Starting point is 01:03:00 They'll build a certain way. men or build a certain way. You know what I mean? Yeah. I think women should be allowed to vote because of equality under the law. I think it works, but with standards, you know, like the founding fathers envisioned. So if a woman can pass a test of, you know, what you're voting about, you know the policies, you know the laws, you know history, you know, basic facts about the same stuff that really, like, to become a citizen of the U.S., you have to pass a test knowing certain basic things. Even if all voters had to pass that test, I think the way that people voted would be very different.
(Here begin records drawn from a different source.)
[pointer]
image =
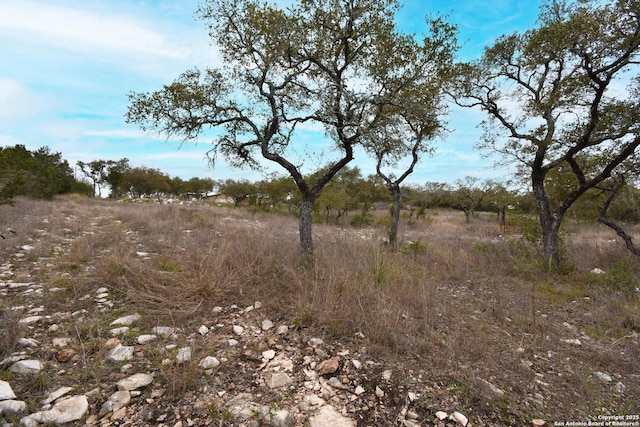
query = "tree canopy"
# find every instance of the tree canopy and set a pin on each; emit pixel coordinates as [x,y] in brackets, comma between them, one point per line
[561,97]
[336,65]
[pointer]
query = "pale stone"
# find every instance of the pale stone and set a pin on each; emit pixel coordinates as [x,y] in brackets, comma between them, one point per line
[163,331]
[120,353]
[282,329]
[209,362]
[26,367]
[266,324]
[28,342]
[60,342]
[379,392]
[280,379]
[146,339]
[603,377]
[126,320]
[329,416]
[6,392]
[328,366]
[268,354]
[56,394]
[460,419]
[117,401]
[65,411]
[184,355]
[29,320]
[314,342]
[135,382]
[12,406]
[490,388]
[441,415]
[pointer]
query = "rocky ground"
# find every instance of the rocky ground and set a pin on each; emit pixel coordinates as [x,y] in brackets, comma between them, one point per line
[95,360]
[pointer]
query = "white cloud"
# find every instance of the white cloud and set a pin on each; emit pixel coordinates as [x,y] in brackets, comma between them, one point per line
[17,101]
[84,30]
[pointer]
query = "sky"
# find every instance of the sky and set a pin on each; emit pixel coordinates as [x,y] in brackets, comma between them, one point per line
[66,67]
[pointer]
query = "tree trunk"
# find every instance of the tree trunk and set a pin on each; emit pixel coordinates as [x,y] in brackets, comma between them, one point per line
[306,218]
[395,217]
[551,245]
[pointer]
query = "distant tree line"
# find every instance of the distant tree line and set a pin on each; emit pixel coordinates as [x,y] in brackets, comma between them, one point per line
[38,174]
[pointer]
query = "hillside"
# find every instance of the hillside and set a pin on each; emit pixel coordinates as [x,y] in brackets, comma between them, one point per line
[207,311]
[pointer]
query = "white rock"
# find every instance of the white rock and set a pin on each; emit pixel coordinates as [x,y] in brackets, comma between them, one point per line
[28,342]
[65,411]
[146,339]
[126,320]
[280,379]
[268,354]
[314,342]
[184,355]
[379,392]
[163,331]
[267,324]
[135,382]
[119,331]
[6,392]
[460,419]
[12,406]
[60,342]
[26,367]
[56,394]
[29,320]
[117,401]
[209,362]
[120,353]
[603,377]
[329,416]
[282,329]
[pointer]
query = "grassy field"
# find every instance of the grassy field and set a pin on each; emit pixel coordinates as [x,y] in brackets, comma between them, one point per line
[459,301]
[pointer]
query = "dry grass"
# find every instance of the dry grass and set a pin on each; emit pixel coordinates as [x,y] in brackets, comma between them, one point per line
[458,299]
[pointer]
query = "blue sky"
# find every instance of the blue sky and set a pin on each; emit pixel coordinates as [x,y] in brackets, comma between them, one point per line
[66,67]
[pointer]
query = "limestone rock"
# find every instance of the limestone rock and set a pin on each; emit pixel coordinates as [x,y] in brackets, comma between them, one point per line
[329,416]
[12,406]
[126,320]
[209,362]
[6,392]
[280,379]
[184,355]
[26,367]
[135,382]
[64,411]
[328,366]
[120,353]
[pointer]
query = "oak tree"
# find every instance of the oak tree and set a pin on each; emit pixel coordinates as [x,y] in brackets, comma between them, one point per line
[562,95]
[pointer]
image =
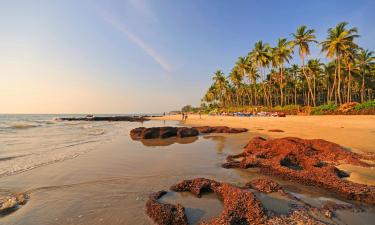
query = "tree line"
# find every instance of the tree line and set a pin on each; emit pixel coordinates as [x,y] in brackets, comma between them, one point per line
[265,77]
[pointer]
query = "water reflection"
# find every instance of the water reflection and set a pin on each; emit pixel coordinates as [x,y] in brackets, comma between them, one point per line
[167,141]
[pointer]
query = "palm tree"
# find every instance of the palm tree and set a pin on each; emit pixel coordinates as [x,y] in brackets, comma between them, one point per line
[261,56]
[294,70]
[220,85]
[366,62]
[339,41]
[282,53]
[302,38]
[236,79]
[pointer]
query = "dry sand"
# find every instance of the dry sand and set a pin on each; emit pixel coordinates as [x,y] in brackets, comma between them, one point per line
[354,132]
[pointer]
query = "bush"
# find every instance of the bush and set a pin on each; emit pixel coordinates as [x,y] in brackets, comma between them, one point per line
[323,109]
[366,105]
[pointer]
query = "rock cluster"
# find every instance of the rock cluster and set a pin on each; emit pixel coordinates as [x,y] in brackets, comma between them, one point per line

Starting point is 01:03:40 Yeah. My wife became a citizen, and that test was a joke. Well, that's true. But it's better than nothing. Yeah, it's better than nothing. But it's next to nothing. Yeah. Baby steps.
Starting point is 01:03:52 Then they came for American flex. She's all waving and shit. I was like, man, I ought to fail your ass. Yeah. Yeah. I think a lot of it's just education. You look at our school system, man. And they teach us, they bring us up to be stupid.
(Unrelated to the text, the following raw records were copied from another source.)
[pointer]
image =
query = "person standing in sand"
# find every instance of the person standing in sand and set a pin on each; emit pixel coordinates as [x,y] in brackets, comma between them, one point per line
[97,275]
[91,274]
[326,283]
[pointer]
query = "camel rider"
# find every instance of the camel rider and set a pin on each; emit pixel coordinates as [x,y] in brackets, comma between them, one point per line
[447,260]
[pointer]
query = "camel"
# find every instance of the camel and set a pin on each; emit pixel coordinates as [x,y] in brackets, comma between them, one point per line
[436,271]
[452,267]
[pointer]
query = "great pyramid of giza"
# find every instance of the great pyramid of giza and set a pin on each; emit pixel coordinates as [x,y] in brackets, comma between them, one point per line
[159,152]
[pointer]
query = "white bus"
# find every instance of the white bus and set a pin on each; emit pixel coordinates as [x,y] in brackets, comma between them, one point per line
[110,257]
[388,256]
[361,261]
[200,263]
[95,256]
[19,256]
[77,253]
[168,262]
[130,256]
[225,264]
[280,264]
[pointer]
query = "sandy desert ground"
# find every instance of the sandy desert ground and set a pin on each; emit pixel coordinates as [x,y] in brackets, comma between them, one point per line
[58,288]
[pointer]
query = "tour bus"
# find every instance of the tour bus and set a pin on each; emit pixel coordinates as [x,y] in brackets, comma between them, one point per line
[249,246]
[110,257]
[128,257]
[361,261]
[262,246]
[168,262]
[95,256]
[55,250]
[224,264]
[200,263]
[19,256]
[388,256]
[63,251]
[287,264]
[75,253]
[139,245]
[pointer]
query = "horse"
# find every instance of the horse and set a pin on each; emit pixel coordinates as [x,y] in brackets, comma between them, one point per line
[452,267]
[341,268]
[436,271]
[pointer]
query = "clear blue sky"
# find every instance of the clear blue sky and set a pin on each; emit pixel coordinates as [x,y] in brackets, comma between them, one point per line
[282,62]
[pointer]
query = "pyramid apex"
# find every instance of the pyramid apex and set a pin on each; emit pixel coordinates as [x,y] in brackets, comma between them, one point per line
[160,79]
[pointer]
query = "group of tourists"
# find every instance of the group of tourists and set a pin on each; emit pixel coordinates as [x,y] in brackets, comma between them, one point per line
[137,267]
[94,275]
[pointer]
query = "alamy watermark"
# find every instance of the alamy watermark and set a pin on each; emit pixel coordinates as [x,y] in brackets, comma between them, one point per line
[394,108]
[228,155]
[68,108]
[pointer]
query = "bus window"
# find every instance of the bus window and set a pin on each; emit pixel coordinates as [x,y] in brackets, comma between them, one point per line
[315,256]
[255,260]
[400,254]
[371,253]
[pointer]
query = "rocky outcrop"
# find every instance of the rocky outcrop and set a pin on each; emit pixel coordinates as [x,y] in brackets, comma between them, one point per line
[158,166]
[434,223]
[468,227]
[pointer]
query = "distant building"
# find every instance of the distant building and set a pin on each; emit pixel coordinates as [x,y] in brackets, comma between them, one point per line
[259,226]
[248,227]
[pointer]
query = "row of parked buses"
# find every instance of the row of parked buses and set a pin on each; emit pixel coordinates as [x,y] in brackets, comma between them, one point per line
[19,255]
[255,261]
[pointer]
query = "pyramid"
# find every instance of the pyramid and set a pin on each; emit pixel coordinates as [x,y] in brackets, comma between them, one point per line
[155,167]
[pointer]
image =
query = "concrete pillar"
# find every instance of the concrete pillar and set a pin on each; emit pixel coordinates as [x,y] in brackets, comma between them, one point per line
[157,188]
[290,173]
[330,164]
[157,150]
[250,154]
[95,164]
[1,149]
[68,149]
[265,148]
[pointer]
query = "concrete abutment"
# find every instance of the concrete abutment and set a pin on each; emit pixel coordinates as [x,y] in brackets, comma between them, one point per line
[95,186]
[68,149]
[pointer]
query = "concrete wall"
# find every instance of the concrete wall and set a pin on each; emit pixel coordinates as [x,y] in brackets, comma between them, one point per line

Starting point is 01:04:08 Because when you graduate high school, you don't know how to fix anything. You don't know how to fix your checkbook. Like you don't know a trade or anything. It's just they teach you the bad minimum. Half the people don't even know the Constitution exists or the capitals of every state. I mean, our school system is just like putured. And I can speak from experience because we originally from Virginia. I grew up in the school system out there, and then I went to military, spent some time in there.
Starting point is 01:04:35 I lived in Southern California. Kids went through that school system. When I came out here to Vegas, man, the Vegas school system sucks hard. There's some areas up by Green Valley and Henderson that the school system is really good. But other than that, man, you look at the ratings of some of these schools and you see the, like, my kids will bring home videos of what kids do in school. That's like, that's why I'm homeschooling my kids. Right. Well, if you have universal public education, common core, it's politicized. Right. Because it's in the interest of either political party in this case. It is the Democrats, because they're the ones who, for better or worse, took the initiative and got in and set the policy. Probably because they're more feminine in their inclinations overall. The left is more feminine. Women are concerned about children. Men don't spend a lot of time thinking about it.
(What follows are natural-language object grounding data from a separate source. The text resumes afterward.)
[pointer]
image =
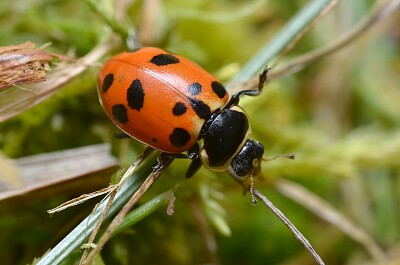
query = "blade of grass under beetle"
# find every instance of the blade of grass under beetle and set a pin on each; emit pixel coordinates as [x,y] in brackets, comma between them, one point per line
[281,39]
[143,211]
[81,233]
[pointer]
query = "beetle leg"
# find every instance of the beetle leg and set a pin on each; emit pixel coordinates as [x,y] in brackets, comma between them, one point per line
[263,78]
[194,167]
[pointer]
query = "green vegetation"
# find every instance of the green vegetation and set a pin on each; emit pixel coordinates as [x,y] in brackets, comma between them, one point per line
[339,116]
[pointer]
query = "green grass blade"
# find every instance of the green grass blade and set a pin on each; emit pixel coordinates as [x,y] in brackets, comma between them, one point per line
[81,233]
[281,40]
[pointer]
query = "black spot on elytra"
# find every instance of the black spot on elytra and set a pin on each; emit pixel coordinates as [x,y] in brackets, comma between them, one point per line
[135,50]
[179,137]
[202,109]
[164,59]
[218,88]
[135,95]
[179,109]
[120,113]
[194,89]
[107,82]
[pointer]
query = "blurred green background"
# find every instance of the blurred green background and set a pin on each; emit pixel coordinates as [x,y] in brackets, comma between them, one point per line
[339,116]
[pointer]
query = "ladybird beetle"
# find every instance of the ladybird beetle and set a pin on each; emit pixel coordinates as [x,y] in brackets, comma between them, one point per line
[173,105]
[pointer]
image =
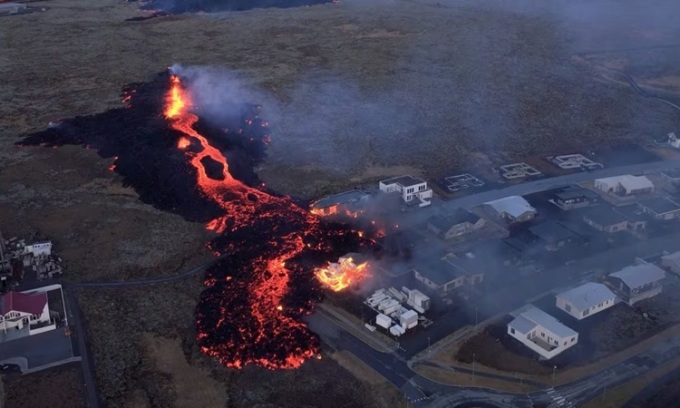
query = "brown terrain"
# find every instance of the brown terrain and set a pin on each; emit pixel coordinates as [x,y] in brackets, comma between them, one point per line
[354,92]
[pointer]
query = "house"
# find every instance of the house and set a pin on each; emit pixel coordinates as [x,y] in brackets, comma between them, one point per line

Starting point is 01:05:24 Yeah. I'm horrible with that. Too busy working. Yeah. Trying to make money. So you can't leave public education to one centralized government department that's going to politicize it, that's going to make it push people in a certain direction. You're not going to prioritize those basic skills that if you had a voucher system and let more private schools compete or incentivized homeschooling, then parents would obviously have a direct interest in preparing their kids for life instead of indoctrinating them to vote a certain way.
Starting point is 01:05:57 Right. You know, they wouldn't spend however many hours teaching about the Holocaust. They would teach how to fix your car and how to balance your checkbook and all of that. Yeah, and, you know, there are voucher systems, and I think actually the Republican Party has moved in the right direction on that issue in recent years. It's just not far enough. But ultimately, it's on parents. Like in most U.S. states, at least, it is reasonably easy to homeschool. And if you can't afford a private school, maybe you make some sacrifices and your wife stays home and you take control over what your kids are being exposed to. Because you're trusting your whole future, your child's future, eight hours a day, nine hours a day, to government employees who have their own interests. Your own agenda.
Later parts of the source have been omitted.